In [2]:
import pandas as pd
pd.__version__ , pd.__path__

('2.0.3', ['C:\\Users\\FashN\\anaconda3\\Lib\\site-packages\\pandas'])

## Overview of Time Series Data
#### What is Time Series Data?
- Time series data, also referred to as time-stamped data, is a sequence of data recorded at specific intervals of time (can be monthly, daily, hourly, ....).
- These data points are analyzed to forecast the future.
- It is time dependent.
- Time series data is effected by four components:
    - **Trend:** Increase or decrease in the series over a period of time. It persist over a long period of time. For Example, population growth of a country over years
    - **Seasonality:** Regular patterns of up and down fluctuations, e.g., Sale of icecream increases in every summer
    - **Cyclicity:** Variations that are caused at irregular intervals. Forexample, 5 years of economic growth, followed by 3 years of recession, followed by 7 years of economic growth, followed. by 1 year of recession
    - **Irregularity:** It refers to variations which occur due to unpredictable factors and also do not repeat in particular patterns. For examples, fluctuations caused by earthquakes, floods, wars, etc
   
#### What is time series Analysis?
- Time series analysis is the use of statistical methods to analyze time series data and extract meaningful statistics and characteristics about the data. Time series analysis helps identify trends, cycles, and seasonal variances to aid in the forecasting of a future event.
- Time series analysis can be useful to see how a given variable changes over time (while time itself, in time series data, is often the independent variable). Time series analysis can also be used to examine how the changes associated with the chosen data point compare to shifts in other variables over the same time period.

In [4]:
import time

In [5]:
# Showing `+5:00` hours time delta because of local time zone (PKT) differs from UTC with 5 hours
dtg1 = time.ctime(0)
dtg1

'Thu Jan  1 01:00:00 1970'

In [6]:
#If you pass the current elapsed seconds since UNIX epoch to the `ctime()` method, it returns current datetime
seconds = time.time()
dtg2 = time.ctime(seconds)
dtg2

'Fri Dec 22 18:03:56 2023'

## b.

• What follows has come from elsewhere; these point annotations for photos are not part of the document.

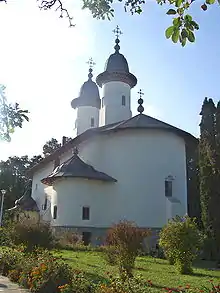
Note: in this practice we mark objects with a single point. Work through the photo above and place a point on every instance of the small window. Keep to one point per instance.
(85, 213)
(86, 238)
(168, 188)
(44, 207)
(55, 212)
(123, 100)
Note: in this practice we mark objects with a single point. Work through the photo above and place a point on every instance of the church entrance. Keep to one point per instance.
(86, 237)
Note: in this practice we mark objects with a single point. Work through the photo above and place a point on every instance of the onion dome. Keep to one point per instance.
(116, 67)
(89, 93)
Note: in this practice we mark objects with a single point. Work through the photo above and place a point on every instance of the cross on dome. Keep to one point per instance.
(117, 31)
(140, 102)
(75, 151)
(91, 63)
(140, 93)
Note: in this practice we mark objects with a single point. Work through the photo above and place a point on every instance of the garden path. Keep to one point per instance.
(6, 286)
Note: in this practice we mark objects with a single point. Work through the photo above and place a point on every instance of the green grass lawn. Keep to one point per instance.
(158, 271)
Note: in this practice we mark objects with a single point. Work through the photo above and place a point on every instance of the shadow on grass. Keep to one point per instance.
(153, 260)
(141, 269)
(96, 278)
(204, 275)
(205, 264)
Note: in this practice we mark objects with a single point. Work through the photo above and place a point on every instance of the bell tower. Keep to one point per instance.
(117, 83)
(87, 104)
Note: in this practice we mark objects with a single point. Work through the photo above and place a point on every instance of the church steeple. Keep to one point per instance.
(117, 82)
(88, 103)
(140, 102)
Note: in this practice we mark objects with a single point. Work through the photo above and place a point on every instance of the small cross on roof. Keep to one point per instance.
(140, 93)
(91, 63)
(117, 31)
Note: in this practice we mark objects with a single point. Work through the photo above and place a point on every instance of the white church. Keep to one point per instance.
(118, 166)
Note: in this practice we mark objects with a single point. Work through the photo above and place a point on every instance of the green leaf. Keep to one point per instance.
(171, 12)
(183, 42)
(169, 32)
(178, 3)
(175, 36)
(184, 33)
(188, 17)
(191, 36)
(177, 22)
(210, 2)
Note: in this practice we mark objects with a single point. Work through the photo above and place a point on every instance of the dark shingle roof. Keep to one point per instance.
(75, 167)
(140, 121)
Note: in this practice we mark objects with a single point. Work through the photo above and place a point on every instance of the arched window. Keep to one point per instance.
(123, 100)
(92, 122)
(85, 213)
(168, 188)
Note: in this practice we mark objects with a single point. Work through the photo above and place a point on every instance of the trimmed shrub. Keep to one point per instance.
(181, 241)
(79, 284)
(68, 239)
(135, 284)
(126, 238)
(9, 259)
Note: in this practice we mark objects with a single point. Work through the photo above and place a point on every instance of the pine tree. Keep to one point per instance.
(207, 162)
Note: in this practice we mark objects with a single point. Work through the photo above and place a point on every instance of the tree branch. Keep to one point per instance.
(63, 11)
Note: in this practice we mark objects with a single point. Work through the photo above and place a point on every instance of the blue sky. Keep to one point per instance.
(43, 65)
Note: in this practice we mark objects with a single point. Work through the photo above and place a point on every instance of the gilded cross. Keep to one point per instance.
(117, 32)
(140, 93)
(91, 63)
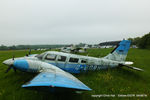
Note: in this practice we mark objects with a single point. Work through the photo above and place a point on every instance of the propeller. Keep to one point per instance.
(11, 66)
(28, 53)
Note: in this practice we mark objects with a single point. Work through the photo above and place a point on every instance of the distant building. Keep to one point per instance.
(110, 44)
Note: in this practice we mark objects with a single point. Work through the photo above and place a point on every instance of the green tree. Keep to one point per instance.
(145, 41)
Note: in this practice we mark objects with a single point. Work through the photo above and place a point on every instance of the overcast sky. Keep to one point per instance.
(72, 21)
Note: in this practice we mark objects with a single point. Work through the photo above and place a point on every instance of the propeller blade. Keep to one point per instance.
(8, 69)
(13, 57)
(14, 69)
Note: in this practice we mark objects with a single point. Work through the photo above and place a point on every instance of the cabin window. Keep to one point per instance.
(83, 61)
(50, 57)
(74, 60)
(62, 58)
(40, 56)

Python Datetime Module
The `datetime` module can support many of the same operations as `time` module, but provides a more object oriented set of types, and also has some limited support for time zones as well.

In [7]:
# use dir() to get the list of complete functions in datetime module
import datetime
print(dir(datetime))

['MAXYEAR', 'MINYEAR', 'UTC', '__all__', '__builtins__', '__cached__', '__doc__', '__file__', '__loader__', '__name__', '__package__', '__spec__', 'date', 'datetime', 'datetime_CAPI', 'sys', 'time', 'timedelta', 'timezone', 'tzinfo']


In [9]:
dtg = datetime.datetime(2023,12,22)
print(dtg)
print(type(dtg))

2023-12-22 00:00:00
<class 'datetime.datetime'>


In [10]:
print(datetime.datetime(2021, 12, 31, 4, 30, 54, 678))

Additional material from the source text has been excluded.